Se parecia que a partir daí as portas do sucesso haviam se aberto para Pine, logo veio o balde de água de fria. Seu próximo filme, o drama independente“Confession”, foi um fracasso tão grande que foi lançado direto nas locadoras. Entre novas aparições em seriados, Chris intercalou uma série de filmes pequenos. Além de “Maldita Sorte”, em que contracena com Lindsay Lohan, vieram “Encontro às Escuras”“A Última Cartada” e “O Julgamento de Paris”, filmes que mal pagaram seu orçamento e tiveram uma repercussão pífia.

Com um histórico destes, é surpreendente que o diretor J.J. Abrams tenha confiado a Pine o papel principal da refilmagem de “Star Trek”, em 2009. Segundo o ator já contou em entrevistas, seu primeiro teste para o papel foi sofrível, pois ele não se levava a sério como chefe da tripulação da Enterprise. Somente após um segundo teste junto com o ator Zachary Quinto é que Chris conseguiu o papel, muito devido ao seu carisma no vídeo e à boa química com o companheiro de cena.

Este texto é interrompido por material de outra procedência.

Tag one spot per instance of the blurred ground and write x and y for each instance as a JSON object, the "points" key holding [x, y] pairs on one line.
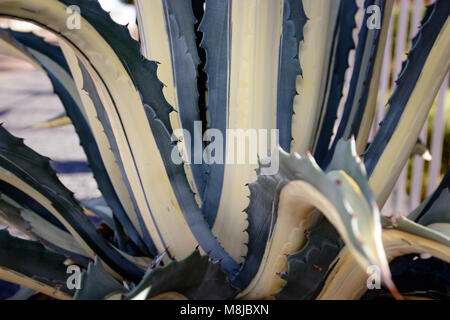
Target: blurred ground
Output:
{"points": [[26, 99]]}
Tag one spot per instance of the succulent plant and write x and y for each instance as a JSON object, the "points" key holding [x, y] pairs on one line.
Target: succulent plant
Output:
{"points": [[211, 230]]}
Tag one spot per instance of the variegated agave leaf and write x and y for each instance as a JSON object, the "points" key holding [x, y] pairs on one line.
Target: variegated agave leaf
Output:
{"points": [[50, 59], [30, 173], [29, 264], [134, 107], [256, 79], [97, 284], [195, 277], [348, 280], [308, 268], [37, 228], [418, 82], [342, 194]]}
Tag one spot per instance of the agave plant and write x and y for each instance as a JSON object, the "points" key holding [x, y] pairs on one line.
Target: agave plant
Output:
{"points": [[213, 230]]}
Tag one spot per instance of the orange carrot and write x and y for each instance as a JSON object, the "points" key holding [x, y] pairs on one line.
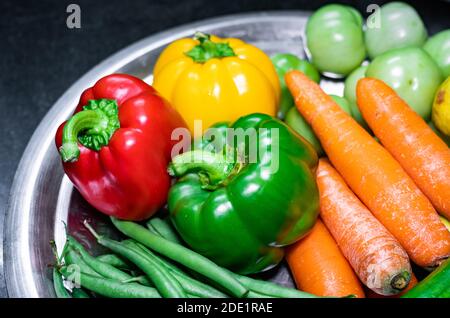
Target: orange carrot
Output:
{"points": [[423, 155], [413, 282], [319, 267], [375, 255], [373, 174]]}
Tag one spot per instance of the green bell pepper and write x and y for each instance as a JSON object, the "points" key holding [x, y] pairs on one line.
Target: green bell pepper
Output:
{"points": [[285, 62], [241, 212]]}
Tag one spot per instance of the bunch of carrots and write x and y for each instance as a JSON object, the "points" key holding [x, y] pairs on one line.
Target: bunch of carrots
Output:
{"points": [[379, 203]]}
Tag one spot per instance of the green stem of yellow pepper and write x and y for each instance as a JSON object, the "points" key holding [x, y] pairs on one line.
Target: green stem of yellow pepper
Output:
{"points": [[208, 49]]}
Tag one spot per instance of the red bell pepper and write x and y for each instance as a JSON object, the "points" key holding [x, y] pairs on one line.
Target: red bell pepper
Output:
{"points": [[117, 145]]}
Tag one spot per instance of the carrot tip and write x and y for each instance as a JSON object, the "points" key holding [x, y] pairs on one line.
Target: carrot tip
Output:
{"points": [[401, 280]]}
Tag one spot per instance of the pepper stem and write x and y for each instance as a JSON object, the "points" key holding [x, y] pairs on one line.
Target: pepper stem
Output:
{"points": [[93, 127], [208, 49], [212, 168]]}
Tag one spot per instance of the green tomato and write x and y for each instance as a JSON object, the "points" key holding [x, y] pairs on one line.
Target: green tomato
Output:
{"points": [[412, 73], [438, 46], [283, 63], [296, 121], [445, 138], [394, 25], [350, 93], [335, 39]]}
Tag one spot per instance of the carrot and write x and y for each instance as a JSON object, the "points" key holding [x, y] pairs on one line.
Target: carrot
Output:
{"points": [[445, 222], [377, 258], [423, 155], [319, 267], [413, 282], [373, 174]]}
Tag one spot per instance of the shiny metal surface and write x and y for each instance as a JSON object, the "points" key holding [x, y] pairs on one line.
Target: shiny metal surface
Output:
{"points": [[42, 197]]}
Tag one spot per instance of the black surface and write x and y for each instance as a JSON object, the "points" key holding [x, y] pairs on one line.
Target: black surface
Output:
{"points": [[40, 57]]}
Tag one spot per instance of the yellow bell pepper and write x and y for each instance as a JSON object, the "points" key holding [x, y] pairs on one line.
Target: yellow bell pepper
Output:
{"points": [[212, 79]]}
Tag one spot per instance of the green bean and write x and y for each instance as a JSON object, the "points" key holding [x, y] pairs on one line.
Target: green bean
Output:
{"points": [[106, 270], [72, 257], [114, 260], [272, 289], [190, 285], [79, 293], [164, 262], [166, 285], [263, 289], [164, 229], [58, 285], [182, 255], [112, 288]]}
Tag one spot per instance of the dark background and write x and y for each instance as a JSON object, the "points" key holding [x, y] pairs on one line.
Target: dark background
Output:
{"points": [[40, 57]]}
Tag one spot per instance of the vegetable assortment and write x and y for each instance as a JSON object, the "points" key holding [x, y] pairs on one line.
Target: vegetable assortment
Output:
{"points": [[350, 190]]}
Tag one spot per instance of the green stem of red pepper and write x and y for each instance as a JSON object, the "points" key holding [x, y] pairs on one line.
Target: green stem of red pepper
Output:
{"points": [[214, 169], [93, 127]]}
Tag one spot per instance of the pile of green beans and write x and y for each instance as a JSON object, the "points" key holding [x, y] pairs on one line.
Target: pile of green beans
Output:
{"points": [[152, 262]]}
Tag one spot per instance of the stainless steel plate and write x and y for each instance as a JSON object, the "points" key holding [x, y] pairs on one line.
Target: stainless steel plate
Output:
{"points": [[42, 198]]}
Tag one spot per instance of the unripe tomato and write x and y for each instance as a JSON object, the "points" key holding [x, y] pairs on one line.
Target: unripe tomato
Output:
{"points": [[438, 46], [394, 25], [335, 39], [412, 73]]}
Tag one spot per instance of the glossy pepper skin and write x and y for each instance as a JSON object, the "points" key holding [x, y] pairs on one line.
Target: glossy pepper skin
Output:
{"points": [[116, 147], [213, 79], [239, 213]]}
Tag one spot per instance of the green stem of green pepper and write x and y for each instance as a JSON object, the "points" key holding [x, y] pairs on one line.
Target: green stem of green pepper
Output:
{"points": [[213, 168]]}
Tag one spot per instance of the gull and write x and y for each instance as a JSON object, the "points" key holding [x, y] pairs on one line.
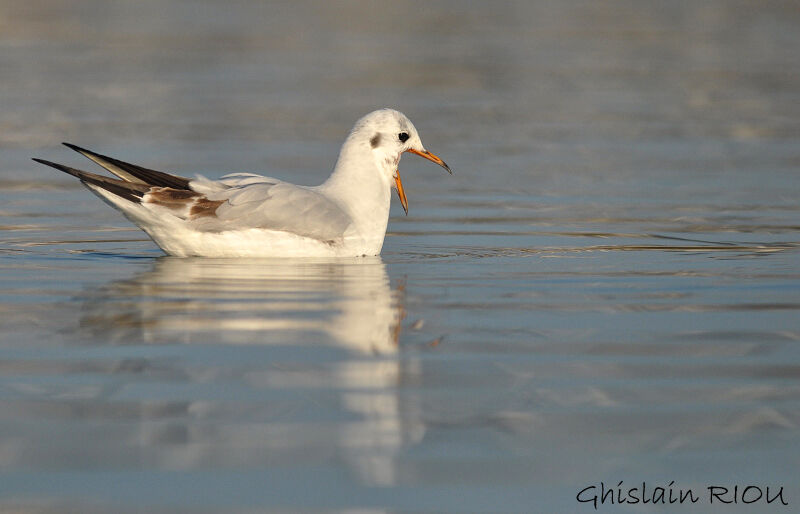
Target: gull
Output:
{"points": [[249, 215]]}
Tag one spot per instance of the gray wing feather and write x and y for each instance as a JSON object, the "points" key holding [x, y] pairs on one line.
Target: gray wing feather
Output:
{"points": [[253, 201]]}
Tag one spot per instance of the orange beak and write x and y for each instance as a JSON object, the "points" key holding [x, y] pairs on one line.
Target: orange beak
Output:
{"points": [[400, 192], [427, 155]]}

Pesou também para a escolha a opinião de Quinto, pois ambos eram amigos (frequentavam a mesma academia) e essa proximidade poderia ser aproveitada a favor da amizade que une o Capitão Kirk a Spock.

Que “Star Trek” que foi um sucesso, não precisa nem dizer. Afinal, o filme ressuscitou a franquia “Jornada nas Estrelas”, que estava bem mal das pernas desde o fim da década de 1990. Tanto que ganhou a sequência que estreia agora. Mas será que o Capitão Kirk também exerceu um papel positivo na carreira de Pine? Olhando os filmes que ele fez depois que voltou do espaço, parece que mais uma vez o ator está deixando a oportunidade escapar por entre os dedos.

Dos seis filmes lançados após “Star Trek”, os dois mais comerciais são a comédia “Guerra é Guerra” e aventura “Incontrolável”. Dois filmes que não acrescentam nada à carreira artística de Pine e nem mesmo servem como um novo direcionamento para sua carreira, agora como ator de ação. Já os filmes independentes, como “Small Town Saturday Night” e “Bem-vindo à Vida”, também não lhe impuseram um desafio de interpretação ou lhe tornaram um ator sensível e dramático.

Com “Além da Escuridão – Star Trek”, Hollywood dá uma segunda chance para o ator aproveitar positivamente a visibilidade. Com o tom mais dramático da sequência e também mais explosivo, é uma possibilidade para ele mostrar que também pode emocionar ou então ser o novo brucutu de Hollywood. É esperar pra ver se o novo capítulo da franquia vai levar Chris Pine onde ele jamais esteve: perto do reconhecimento.

(Publicado originalmente em 20/06/2013, no site Salada de Cinema)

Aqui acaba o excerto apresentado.